Se découpant des autres qui le précèdent, signifiant autrement ceux qui le suivent, un geste offre sa forme et son dire. La main soudainement levée d’un homme (une femme) respecté(e), et on se tait. L’hésitation d’un bras qui ne voudrait point rendre ce qu’on doit. Les épaules qui se courbent quand on a honte. Un rire à peine retenu. Le corps entier qui sans se mouvoir participe de la grâce des doigts qui font un nœud japonais. La main qui demande l’aumône. Les gestes de mon père, de ma mère, que sans vouloir je me surprends à répéter. On peut percevoir le geste de l’écrivain à l’œuvre, on l’appellera style. On dira que le geste se produit dans l’espace que mesurent le corps et l’esprit. On en dira la beauté, la laideur, le caractère, le but.

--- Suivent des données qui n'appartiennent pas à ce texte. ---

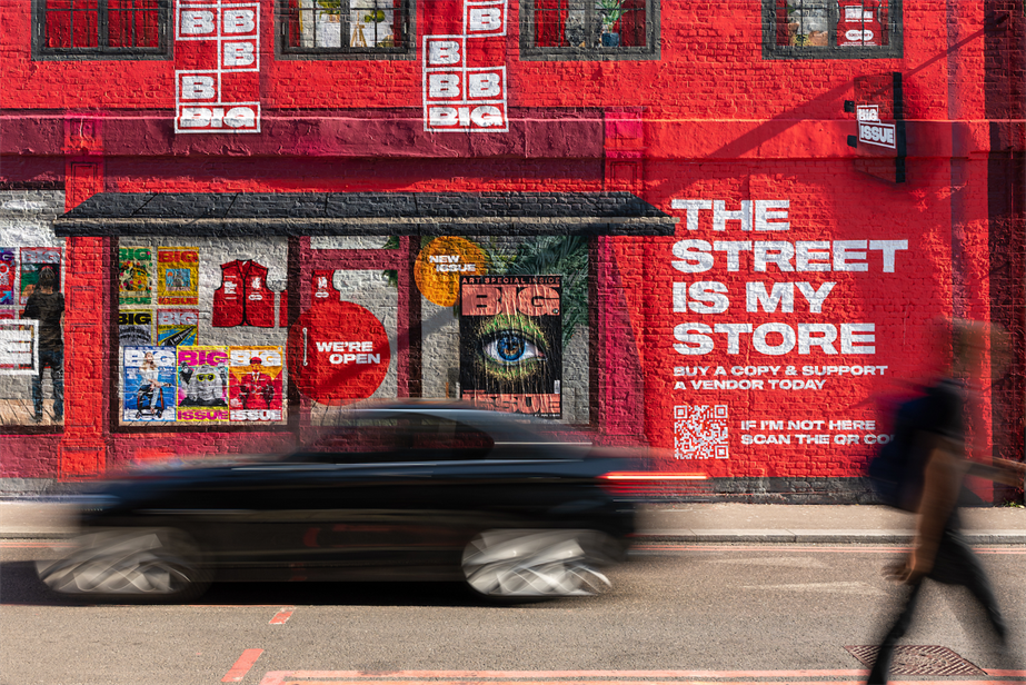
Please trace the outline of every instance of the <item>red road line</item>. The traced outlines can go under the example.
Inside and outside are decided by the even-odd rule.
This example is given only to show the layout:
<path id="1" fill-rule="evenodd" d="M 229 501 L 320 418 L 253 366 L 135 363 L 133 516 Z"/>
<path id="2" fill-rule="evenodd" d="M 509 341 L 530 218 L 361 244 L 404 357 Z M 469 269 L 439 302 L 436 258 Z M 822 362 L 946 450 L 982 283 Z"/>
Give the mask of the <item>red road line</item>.
<path id="1" fill-rule="evenodd" d="M 776 552 L 778 549 L 788 549 L 789 552 L 835 552 L 843 554 L 894 554 L 912 550 L 907 545 L 860 545 L 853 543 L 844 546 L 803 546 L 789 545 L 787 543 L 766 544 L 766 545 L 705 545 L 700 543 L 674 544 L 674 543 L 653 543 L 646 545 L 632 545 L 631 549 L 639 552 Z M 1008 547 L 974 547 L 977 554 L 1026 554 L 1026 547 L 1009 545 Z"/>
<path id="2" fill-rule="evenodd" d="M 280 612 L 278 612 L 277 614 L 275 614 L 275 617 L 271 618 L 271 619 L 268 622 L 268 624 L 270 624 L 270 625 L 272 625 L 272 626 L 280 626 L 281 624 L 283 624 L 285 622 L 287 622 L 287 621 L 289 619 L 289 616 L 292 615 L 292 612 L 293 612 L 293 610 L 296 610 L 296 607 L 293 607 L 293 606 L 292 606 L 292 607 L 282 608 Z"/>
<path id="3" fill-rule="evenodd" d="M 641 678 L 640 682 L 654 683 L 649 678 L 860 677 L 868 675 L 869 671 L 846 668 L 799 671 L 282 671 L 280 673 L 306 678 L 369 679 L 376 685 L 388 685 L 379 678 L 450 678 L 455 681 L 464 678 L 535 678 L 536 681 L 539 678 Z M 527 684 L 520 683 L 520 685 Z"/>
<path id="4" fill-rule="evenodd" d="M 680 672 L 687 673 L 687 672 Z M 701 672 L 693 672 L 701 673 Z M 794 678 L 795 676 L 788 676 L 790 673 L 788 671 L 766 671 L 766 672 L 751 672 L 751 673 L 765 673 L 763 679 L 745 681 L 738 679 L 737 676 L 731 678 L 725 674 L 730 672 L 706 672 L 710 675 L 706 676 L 693 676 L 697 678 L 717 678 L 717 679 L 678 679 L 678 681 L 614 681 L 614 679 L 604 679 L 604 681 L 571 681 L 574 685 L 769 685 L 771 683 L 779 683 L 780 681 L 773 678 Z M 743 673 L 743 672 L 735 672 Z M 800 673 L 800 672 L 799 672 Z M 849 678 L 855 679 L 843 679 L 843 681 L 797 681 L 800 685 L 837 685 L 849 684 L 849 683 L 861 683 L 861 678 L 866 676 L 867 671 L 857 672 L 857 676 L 848 676 Z M 346 672 L 338 671 L 273 671 L 269 672 L 263 676 L 263 679 L 260 681 L 260 685 L 366 685 L 367 679 L 346 679 L 351 676 L 345 675 Z M 360 677 L 360 676 L 357 676 Z M 756 676 L 759 677 L 759 676 Z M 327 678 L 327 679 L 326 679 Z M 337 679 L 342 678 L 342 679 Z M 380 685 L 410 685 L 417 681 L 372 681 Z M 558 681 L 555 681 L 558 682 Z M 516 681 L 516 685 L 552 685 L 554 681 Z M 894 685 L 993 685 L 995 681 L 979 681 L 979 679 L 952 679 L 946 678 L 944 681 L 890 681 Z M 1026 681 L 999 681 L 1003 685 L 1026 685 Z M 466 681 L 462 679 L 452 679 L 452 681 L 425 681 L 425 685 L 466 685 Z M 488 683 L 488 685 L 514 685 L 514 683 L 504 683 L 501 681 L 482 681 L 482 683 Z M 568 683 L 562 681 L 562 683 Z"/>
<path id="5" fill-rule="evenodd" d="M 225 674 L 225 677 L 221 678 L 222 683 L 238 683 L 246 677 L 246 674 L 249 673 L 249 669 L 253 667 L 253 664 L 260 658 L 260 655 L 263 654 L 263 649 L 246 649 L 242 652 L 242 656 L 239 657 L 239 661 L 235 663 L 231 669 Z"/>
<path id="6" fill-rule="evenodd" d="M 7 549 L 67 549 L 73 547 L 72 543 L 21 543 L 11 540 L 0 540 L 0 547 Z"/>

Mais on dit aussi faire un geste. Comme pour les statues, dans ce cas souvent il suffit qu’on voie que l’autre fait un geste, après il n’est pas important qu’on l’achève. Dans ce cas, le petit rien d’un geste esquissé (tout immatériel qu’il soit) occupe l’espace entier, on vit un renversement où la souris enfante une montagne. Dans le faire un geste, l’autre est encore plus important, car on dit explicitement : oui, tu existes avec moi. Comme quand on s’assoit face à quelqu’un qu’on connaît à peine et qui a demandé à nous rencontrer, on écoute, condensée, sa vie sans y avoir été préparé, et on s’offre, sur-le-champ, pour faire quelque chose qui coûte ou ton temps ou ton argent : ce geste gardera sa puissance même dans son être-geste.

D’où sort donc un geste ?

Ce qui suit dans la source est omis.